As the data indicates, not only is the share of male protagonists significantly higher, the skew has intensified over time. The rise in male-led content has come largely at the cost of female-led stories, while the proportion of ‘Shared’ protagonists has remained relatively stable. The male-to-female protagonist ratio has increased sharply - from 1.4x in 2022 to a markedly disproportionate 3.5x today. Put simply, for every two Hindi fiction originals anchored by a woman, there are now seven centered around a man.
About 43% of Hindi fiction originals on OTT fall within the ACT (Action Crime Thriller) genre cluster, with Human Drama (26%), Feel Good (20%), and Gen Z (11%) making up the remainder. These proportions have stayed broadly consistent since 2022, with minimal year-on-year variation. Within the ACT cluster, protagonist gender has been consistently male-skewed across all years. What’s more striking, however, is the shift outside the ACT space. The share of male-led titles in non-ACT genres has risen sharply - from 30% in 2022 to 52% in 2025. With ‘Shared’ narratives accounting for much of the rest, the decline in female-led properties is correspondingly steep, dropping from 31% in 2022 to just 12% in 2025.

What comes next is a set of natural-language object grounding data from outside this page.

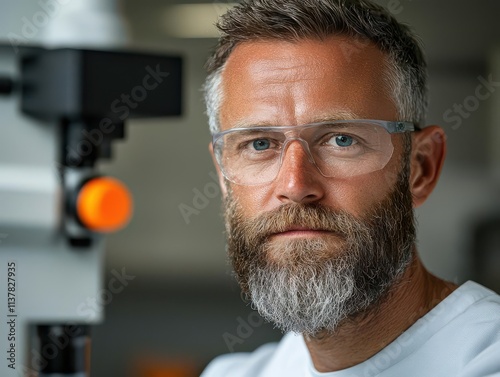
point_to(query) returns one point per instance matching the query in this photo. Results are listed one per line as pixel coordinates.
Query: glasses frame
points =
(392, 127)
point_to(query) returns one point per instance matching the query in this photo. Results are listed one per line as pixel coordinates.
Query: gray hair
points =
(406, 72)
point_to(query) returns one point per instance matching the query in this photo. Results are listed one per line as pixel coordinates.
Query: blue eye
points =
(261, 144)
(344, 141)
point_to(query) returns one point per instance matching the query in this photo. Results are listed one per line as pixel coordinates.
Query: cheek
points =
(356, 195)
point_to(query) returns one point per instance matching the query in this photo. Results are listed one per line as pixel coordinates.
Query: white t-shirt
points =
(460, 337)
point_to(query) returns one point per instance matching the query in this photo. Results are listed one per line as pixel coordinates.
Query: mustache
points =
(311, 216)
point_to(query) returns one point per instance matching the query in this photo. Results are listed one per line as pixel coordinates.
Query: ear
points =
(222, 181)
(427, 159)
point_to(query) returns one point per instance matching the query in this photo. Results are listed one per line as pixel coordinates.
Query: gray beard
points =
(311, 286)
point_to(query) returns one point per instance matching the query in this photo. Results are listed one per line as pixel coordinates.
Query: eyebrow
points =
(334, 116)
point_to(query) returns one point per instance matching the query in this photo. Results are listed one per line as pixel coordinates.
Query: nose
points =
(298, 180)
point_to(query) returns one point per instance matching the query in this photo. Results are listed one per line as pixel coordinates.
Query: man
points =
(317, 111)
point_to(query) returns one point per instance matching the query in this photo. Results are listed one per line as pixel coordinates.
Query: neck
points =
(357, 339)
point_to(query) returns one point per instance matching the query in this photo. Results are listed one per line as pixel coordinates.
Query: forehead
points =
(288, 83)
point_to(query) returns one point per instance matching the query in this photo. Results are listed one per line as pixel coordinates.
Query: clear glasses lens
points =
(253, 156)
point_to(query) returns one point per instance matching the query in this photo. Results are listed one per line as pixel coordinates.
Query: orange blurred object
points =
(104, 204)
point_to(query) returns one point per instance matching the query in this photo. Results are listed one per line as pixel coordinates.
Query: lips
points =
(301, 231)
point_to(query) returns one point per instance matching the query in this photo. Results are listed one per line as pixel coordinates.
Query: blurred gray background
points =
(183, 306)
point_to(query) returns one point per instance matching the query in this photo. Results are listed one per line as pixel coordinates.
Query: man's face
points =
(310, 250)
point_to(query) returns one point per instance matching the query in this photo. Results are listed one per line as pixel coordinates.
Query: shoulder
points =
(478, 329)
(267, 360)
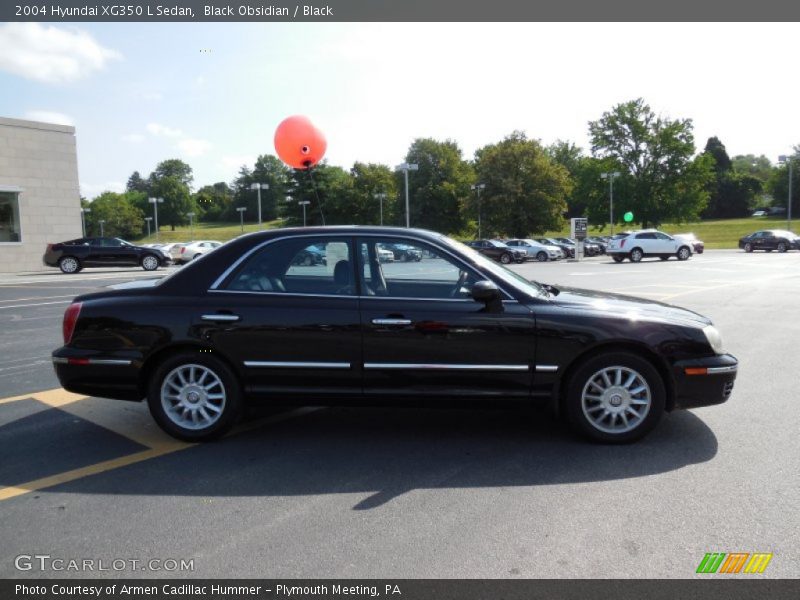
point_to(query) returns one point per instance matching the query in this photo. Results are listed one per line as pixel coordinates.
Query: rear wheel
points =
(69, 264)
(194, 397)
(616, 398)
(150, 263)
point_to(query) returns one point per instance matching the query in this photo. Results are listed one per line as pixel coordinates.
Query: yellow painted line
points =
(7, 493)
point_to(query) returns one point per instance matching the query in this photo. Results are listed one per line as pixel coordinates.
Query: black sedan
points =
(499, 251)
(74, 255)
(246, 324)
(769, 240)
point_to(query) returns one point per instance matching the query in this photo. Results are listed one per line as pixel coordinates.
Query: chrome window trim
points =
(442, 367)
(352, 236)
(278, 364)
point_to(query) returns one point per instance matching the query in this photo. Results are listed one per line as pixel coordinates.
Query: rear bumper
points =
(93, 374)
(704, 381)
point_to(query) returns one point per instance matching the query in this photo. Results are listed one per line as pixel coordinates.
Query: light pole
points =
(83, 219)
(478, 188)
(380, 197)
(155, 202)
(610, 176)
(406, 167)
(304, 203)
(259, 187)
(783, 159)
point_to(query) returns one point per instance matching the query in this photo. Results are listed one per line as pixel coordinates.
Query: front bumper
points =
(704, 381)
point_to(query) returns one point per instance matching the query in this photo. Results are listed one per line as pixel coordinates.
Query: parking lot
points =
(387, 492)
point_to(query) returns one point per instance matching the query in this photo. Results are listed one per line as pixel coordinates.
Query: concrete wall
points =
(40, 159)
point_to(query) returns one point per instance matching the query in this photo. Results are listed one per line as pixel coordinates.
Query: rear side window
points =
(321, 266)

The rising skew, therefore, isn’t driven by an increase in ACT content alone. The sharper shift is occurring within Human Drama, Feel Good, and Gen Z narratives, which are becoming progressively more male-led. It’s this shift in non-ACT genres that is driving the marginalization of female protagonists.
The Implications
OTT platforms commissioning a higher volume of male-led titles across content clusters appears to stem from a tendency to chase short-term signals, specifically the belief that male audiences offer stronger subscription and advertising potential than female audiences.
Even if one grants some merit to this line of thinking, it remains contentious for at least three reasons:
1. Female audiences represent significant headroom for growth in both paid and free streaming markets in India. Marginalizing them risks stagnation in both viewership and subscriptions, particularly in households where the subscription may be paid for by the man, but the decision to subscribe is often a shared, family-level one.
2. An over-reliance on male-led narratives has contributed to greater homogenization of content. This is counterproductive for long-form streaming originals, which compete not just with each other but with a vast universe of alternatives - theatrical releases, sports, social media, YouTube, and even micro-dramas.
3. With Connected TV (CTV) adoption growing rapidly (see numbers here), co-viewing will increasingly compete with solo viewing - a trend outlined in this analysis published a year ago, when CTV was still in its early growth phase. A male-skewed programming lens risks being misaligned with this shift, which calls for more gender and age-inclusive storytelling.